A nominee for this year's Eutelsat TV Award recognizing quality satellite television channels in the “Culture and Documentaries” category, Sovershenno Sekretno TV specializes in documentaries, talk shows and interviews on burning issues related to political, cultural and economic life in present day Russia and throughout the country's history. It is part of the independent Russian media company of the same name founded by prominent investigative journalist Artyom Borovik, who died in 2000 in an air crash under mysterious and as-yet-unexplained circumstances. The company is now run by Borovik's widow, Veronika Borovik-Khilchevskaya.
Sovershenno Sekretno TV is broadcast in Russia via cable networks owned by state-owned telecommunication provider Rostelecom, which is close to the Kremlin and which has been mentioned in the Russian media more than once in connection with a series of corruption scandals.
The present contract between the two is scheduled to end at the close of 2014, but Rostelecom in August sent a letter to the channel's management indicating that the contract would be terminated as of March 2013. Borovik-Khilchevskaya at a press conference on Tuesday in Moscow pointed to what she termed a “strange reluctance” by Rostelecom management to negotiate a new contract.
According to Eteri Leviyeva, Sovershenno Sekretno TV's general producer, high-ranking Rostelecom representatives told her privately that “big shots” in the administration of President Vladimir Putin were behind the decision. She recounted past instances in which she received phone calls from individuals at the Attorney General's office or close to the Kremlin who expressed anger at the channel's programming.
Leviyeva said that “big shots” were unhappy about coverage of conflict between Russia and Georgia, and about protests that preceded and followed elections in Russia. In 2011, Svetlana Bakhmina, a former legal executive with the now-defunct Russian oil company Yukos who was sent to prison for alleged tax fraud and embezzlement at the company, was a guest on the channel's show “The Right to Freedom” in her first television appearance following her 2009 release from prison.
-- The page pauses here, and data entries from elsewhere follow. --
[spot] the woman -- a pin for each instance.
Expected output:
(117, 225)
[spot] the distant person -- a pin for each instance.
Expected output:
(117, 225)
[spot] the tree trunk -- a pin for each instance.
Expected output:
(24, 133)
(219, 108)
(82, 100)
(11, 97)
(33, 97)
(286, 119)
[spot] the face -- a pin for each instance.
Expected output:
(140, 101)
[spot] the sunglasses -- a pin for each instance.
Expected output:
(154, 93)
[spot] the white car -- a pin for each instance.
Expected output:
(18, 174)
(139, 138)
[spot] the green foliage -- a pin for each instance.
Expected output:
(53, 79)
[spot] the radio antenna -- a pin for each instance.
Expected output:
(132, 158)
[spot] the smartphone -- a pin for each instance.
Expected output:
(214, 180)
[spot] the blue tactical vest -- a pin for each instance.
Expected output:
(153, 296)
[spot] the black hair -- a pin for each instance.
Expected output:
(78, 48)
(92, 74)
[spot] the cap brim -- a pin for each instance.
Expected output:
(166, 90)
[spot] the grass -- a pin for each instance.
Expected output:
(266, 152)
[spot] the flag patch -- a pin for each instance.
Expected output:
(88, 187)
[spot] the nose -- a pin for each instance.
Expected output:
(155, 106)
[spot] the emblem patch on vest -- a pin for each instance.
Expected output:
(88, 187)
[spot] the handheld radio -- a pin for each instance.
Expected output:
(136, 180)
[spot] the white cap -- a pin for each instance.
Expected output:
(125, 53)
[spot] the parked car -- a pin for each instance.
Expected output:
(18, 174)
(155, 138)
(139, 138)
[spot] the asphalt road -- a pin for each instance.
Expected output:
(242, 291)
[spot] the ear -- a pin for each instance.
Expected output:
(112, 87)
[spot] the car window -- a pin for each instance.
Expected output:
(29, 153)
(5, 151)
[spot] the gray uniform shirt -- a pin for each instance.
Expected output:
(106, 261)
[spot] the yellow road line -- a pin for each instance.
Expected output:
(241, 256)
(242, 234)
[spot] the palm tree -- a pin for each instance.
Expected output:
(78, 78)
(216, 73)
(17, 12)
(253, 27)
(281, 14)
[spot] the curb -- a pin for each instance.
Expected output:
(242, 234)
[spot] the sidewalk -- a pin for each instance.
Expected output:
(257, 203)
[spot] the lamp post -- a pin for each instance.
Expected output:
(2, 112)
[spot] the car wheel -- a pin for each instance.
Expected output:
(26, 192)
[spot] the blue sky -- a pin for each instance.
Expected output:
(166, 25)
Leonid Velekhov, one of the channel's most popular hosts, whose shows have reportedly come under “special attention” by the channel's high-level critics, pointed out that Sovershenno Sekretno TV's mission was to reach out to its audience rather than represent the political opposition. Noting that guests of his show “Political Cuisine” included some of the brightest Russian intellectuals, historians, writers and politicians of different views, he said the channel's closure would not only deprive open-minded and respected personalities of the possibility to express their views and ideas before a large audience, but also deny the channel's 15 million viewers the chance to hear and learn about those guests' ideas.
Top representatives of Rostelecom were reluctant to comment on the situation, but when pressed by local journalists they reportedly attributed the decision to “household difficulties” of their corporation “restructuring its economy”, saying the decision was not personal but “just business”.
Galina Sidorova, chair of the Executive Board of the International Press Institute (IPI), and a former editor-in-chief of the monthly Sovershenno Sekretno magazine, commented: “The potential closure of this independent, highly-professional and popular Russian TV channel, which was recently nominated for the Eutelsat TV 2012 award, reflects the desire of the Putin regime to eliminate from society not only public discussion, but even thinking. The Kremlin seems to be introducing a new fashion in dealing with the free media – to rule indirectly using 'economic reasons' and 'toy' business companies. The 'new rule' seems to perfectly suit the present administration – which stays, as it were, uninvolved in silencing independent voices – and its corrupted “toy businesses”, which do this unpleasant job and thus buy the right to steal in exchange for their loyalty. It definitely doesn't serve the interests of society”.